Abstract A28: DCIS disease-free survival in the population-based Wisconsin In Situ Cohort

Abstract

Abstract Ductal carcinoma in situ (DCIS) now makes up 20% of new breast cancer diagnoses. Women diagnosed with DCIS face an increased risk of developing invasive breast cancer. A number of randomized trials have demonstrated the effectiveness of radiation and tamoxifen in reducing the risk of invasive cancer after a DCIS diagnosis. However, few population-based studies have examined disease-free survival according to treatment in community practice. We examined disease-free survival in the Wisconsin In Situ Cohort (WISC) Study, a longitudinal study of health outcomes among a large population-based cohort including 1959 DCIS cases enrolled between 1995 and 2006. Data on the initial DCIS diagnosis, treatments, second breast cancer events, and prognostic factors were collected from the statewide cancer registry, patient interviews, and pathology reports. Multivariate Cox proportional hazards regression was used to evaluate disease-free survival in relation to treatment while adjusting for prognostic patient and tumor characteristics. After an average of 7.0 years of follow-up, 133 second breast cancer events occurred. The overall five-year disease-free survival rate was 94.6% (95% CI: 93.3–95.6%).
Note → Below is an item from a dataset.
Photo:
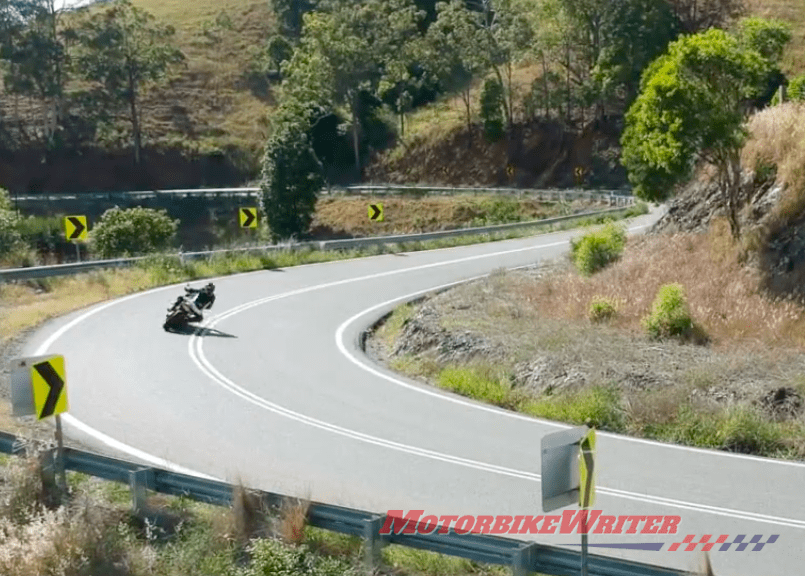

Use of mastectomy declined over time, from 46% of DCIS cases in 1995–1997 to 30% of cases in 2004–2006. Tamoxifen use increased from 14% in 1995–1997 to 47% in 2004–2006. Overall five-year disease-free survival rates were 100% for women undergoing a bilateral mastectomy, 94.7% for women undergoing ipsilateral mastectomy, 95.4% for women treated with breast conserving surgery (BCS) and radiation, 89.9% for women treated with BCS only, and 86.5% for women receiving no further treatment beyond biopsy. These differences were driven mainly by variation in rates of ipsilateral events, whereas five-year disease survival for contralateral events was above 96% regardless of treatment type. No statistically significant differences were observed for any type of second event according to tamoxifen use. These results of this study provide population-based data that can be used to guide treatment choice for DCIS. Citation Information: Cancer Prev Res 2011;4(10 Suppl):A28.